La broméliacée la plus connue est l'ananas «découvert» par Christophe Colomb mais déjà cultivée à l'époque par les indiens Caribes des Antilles. Il s'agit d'un des rares bromélias terrestres. Mais le plus spectaculaire et le plus imposant est Puya raimondii, ci-contre, qui pousse à grandes altitudes dans les Andes péruviennes et boliviennes et qui peut vivre plus de 80 ans. Si la rosette atteint autour de 1 m de hauteur, la hampe florale est souvent considérée comme la plus importante dans le monde végétal. Elle émerge une fois dans la vie de la plante, atteint une dizaine de mètres et produit des milliers de fleurs et des millions de graines. Après la floraison, la plante meurt.

Autre caractéristique des broméliacées: elles sont recouvertes de trichomes, ces taches si nombreuses parfois qu'elles donnent à la plante une allure grisâtre, souvent très décorative comme dans le cas notamment des Aechmea fasciata et de leurs cultivars. Ils peuvent d'ailleurs s'enlever sous la pression des doigts.

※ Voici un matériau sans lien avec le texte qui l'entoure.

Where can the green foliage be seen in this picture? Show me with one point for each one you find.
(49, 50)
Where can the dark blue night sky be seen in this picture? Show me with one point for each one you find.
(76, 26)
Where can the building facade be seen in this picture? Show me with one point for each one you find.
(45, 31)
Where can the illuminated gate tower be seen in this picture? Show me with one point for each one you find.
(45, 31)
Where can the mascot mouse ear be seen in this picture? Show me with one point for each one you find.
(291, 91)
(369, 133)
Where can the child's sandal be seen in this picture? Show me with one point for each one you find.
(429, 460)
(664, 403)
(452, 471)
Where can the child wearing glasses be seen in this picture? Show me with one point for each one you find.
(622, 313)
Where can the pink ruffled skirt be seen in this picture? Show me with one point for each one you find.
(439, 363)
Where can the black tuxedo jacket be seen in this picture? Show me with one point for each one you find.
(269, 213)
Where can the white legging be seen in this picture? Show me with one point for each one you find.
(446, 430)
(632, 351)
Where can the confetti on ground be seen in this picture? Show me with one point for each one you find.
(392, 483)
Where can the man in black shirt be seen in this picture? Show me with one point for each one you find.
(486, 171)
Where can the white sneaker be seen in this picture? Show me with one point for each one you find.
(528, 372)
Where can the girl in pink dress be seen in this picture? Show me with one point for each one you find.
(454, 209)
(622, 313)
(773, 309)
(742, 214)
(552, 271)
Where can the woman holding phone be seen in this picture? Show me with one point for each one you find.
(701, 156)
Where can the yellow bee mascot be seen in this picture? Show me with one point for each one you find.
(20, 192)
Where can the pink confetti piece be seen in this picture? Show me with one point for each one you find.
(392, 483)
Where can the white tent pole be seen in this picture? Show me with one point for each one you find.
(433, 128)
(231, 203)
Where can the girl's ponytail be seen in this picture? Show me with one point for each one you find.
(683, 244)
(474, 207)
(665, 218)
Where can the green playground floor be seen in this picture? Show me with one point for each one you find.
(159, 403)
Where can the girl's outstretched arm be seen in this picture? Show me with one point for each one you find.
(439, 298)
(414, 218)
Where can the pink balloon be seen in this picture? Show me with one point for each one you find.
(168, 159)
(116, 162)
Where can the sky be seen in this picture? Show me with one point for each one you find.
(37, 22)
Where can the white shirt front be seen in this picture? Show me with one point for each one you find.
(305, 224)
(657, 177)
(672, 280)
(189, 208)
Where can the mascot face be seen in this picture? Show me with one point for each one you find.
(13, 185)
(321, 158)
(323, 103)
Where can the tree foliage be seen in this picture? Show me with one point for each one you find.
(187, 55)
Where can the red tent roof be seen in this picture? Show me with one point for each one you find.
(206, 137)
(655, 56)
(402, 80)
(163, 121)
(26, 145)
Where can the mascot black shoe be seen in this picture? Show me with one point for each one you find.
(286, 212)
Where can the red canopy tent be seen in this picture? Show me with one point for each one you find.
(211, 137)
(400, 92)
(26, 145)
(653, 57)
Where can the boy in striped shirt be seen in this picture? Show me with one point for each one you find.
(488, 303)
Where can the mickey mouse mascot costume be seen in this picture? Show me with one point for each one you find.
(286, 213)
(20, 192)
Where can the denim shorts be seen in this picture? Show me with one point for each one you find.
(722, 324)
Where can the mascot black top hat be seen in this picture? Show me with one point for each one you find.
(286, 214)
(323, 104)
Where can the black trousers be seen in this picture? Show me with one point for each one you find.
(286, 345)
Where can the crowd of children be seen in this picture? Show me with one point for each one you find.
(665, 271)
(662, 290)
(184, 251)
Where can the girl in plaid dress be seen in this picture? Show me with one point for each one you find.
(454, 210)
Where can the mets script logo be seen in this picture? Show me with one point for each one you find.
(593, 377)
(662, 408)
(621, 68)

De structure microscopique, les trichomes sont présents chez une foule de plantes mais souvent très peu visibles. Parfois, ils donnent un aspect duveteux aux feuilles ou aux tiges et jouent un rôle important contre les prédateurs herbivores chez de nombreuses espèces. Chez les bromélias, ils sont associés à l'absorption de l'eau et au contrôle de l'évaporation chez les feuilles.